The Battle Pass is a powerful and player-friendly system and a welcome innovation in monetisation. However, there is always the danger of implementing a Battle Pass ineffectively.
A game's core gameplay and progression systems dictate the headroom for add-on monetisation features.
Vainglory introduced a Battle Pass in June last year and is now in the process of shutting it down. (My understanding is they will introduce a reworked Battle Pass later on.)
And yes, there are scenarios where a Battle Pass will underperform. For example, if a game doesn't have desirable rewards to offer in the Pass (status, power, content, cosmetics, resources), then players won't engage or monetise based on the pass. The key word is “desirable”. Your players need to already want what you have to sell in order for a Battle Pass to be effective.

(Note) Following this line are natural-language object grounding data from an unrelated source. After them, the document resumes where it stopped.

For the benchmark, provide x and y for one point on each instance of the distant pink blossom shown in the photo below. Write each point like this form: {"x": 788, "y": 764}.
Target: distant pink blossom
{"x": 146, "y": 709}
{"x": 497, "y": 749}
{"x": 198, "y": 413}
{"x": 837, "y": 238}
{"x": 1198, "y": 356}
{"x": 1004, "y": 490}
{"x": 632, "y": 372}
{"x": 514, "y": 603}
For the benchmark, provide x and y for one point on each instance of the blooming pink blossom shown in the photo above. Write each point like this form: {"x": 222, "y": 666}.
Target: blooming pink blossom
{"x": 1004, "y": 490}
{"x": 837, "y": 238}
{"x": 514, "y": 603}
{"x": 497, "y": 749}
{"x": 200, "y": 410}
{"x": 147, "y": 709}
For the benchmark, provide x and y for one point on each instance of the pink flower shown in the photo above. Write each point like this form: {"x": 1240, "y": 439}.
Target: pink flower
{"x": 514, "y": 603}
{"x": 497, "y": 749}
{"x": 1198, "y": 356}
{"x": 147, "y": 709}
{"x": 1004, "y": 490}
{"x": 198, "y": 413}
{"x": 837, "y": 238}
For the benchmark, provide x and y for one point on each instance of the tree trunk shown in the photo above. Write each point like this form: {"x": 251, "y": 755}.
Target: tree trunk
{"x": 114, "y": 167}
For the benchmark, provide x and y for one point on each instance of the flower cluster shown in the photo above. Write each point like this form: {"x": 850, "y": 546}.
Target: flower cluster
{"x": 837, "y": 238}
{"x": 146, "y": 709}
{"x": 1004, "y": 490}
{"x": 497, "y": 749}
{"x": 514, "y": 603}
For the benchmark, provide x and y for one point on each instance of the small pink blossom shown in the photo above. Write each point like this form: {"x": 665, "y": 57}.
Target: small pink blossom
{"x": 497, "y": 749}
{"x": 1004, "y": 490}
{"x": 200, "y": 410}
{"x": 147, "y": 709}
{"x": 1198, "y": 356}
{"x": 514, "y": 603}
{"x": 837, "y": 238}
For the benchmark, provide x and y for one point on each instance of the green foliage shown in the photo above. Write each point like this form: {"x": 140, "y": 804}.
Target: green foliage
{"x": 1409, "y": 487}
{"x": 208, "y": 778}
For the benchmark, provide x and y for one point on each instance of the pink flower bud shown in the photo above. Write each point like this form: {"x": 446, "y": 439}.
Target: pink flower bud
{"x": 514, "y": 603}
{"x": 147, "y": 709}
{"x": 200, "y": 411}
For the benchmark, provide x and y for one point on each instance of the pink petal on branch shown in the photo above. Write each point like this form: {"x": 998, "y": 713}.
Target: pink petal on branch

There may also be cases where a game already has the monetisation "turned to 11" with several events and sales happening each week. Here the pass is may cannibalise those other efforts.
At the end of the day, a game's core gameplay and progression systems dictate the monetisation "headroom" for add-on monetisation features like events, clans, or a battle pass. So, while I strongly believe in the future of Pass systems, it's not a cure for a mediocre game.
Ben is a 15-year veteran of the games industry - he's worked as a senior executive, studio head, project lead, creative director and game designer at companies like DeNA, EA, Sony and Lionhead.
He started working on traditional games, but has been focussed on the free-to-play business model since 2006 - an extremely long time by western standards. During that time He's worked on a total of ten separate free-to-play games across five different platforms reaching over 50 million users.
One thing that struck me when I read about this is that in the past we've seen mostly the core triple-A games on console and PC look at mobile (and Asian PC games) for inspiration when it came to monetisation.
This is certainly what we did back in 2006 when we visited EA's partner in Korea (Neowiz) to figure out how they monetised for a shooter.
This feels like the first, or one of the first instances, of things going the other way - core games like DOTA 2 and Fortnite have popularised this monetisation method and this time it is a mobile game that is drawing inspiration from them.
I wonder if this is some kind of indication of the beginning of a power shift?
To point out a rather obvious thing: implementing a battle pass is a major undertaking and therefore only relevant for the bigger budget games.
I don’t think we will see any of the hyper-casual games with it anytime soon. Anyone want to bet if it can work for single-player games?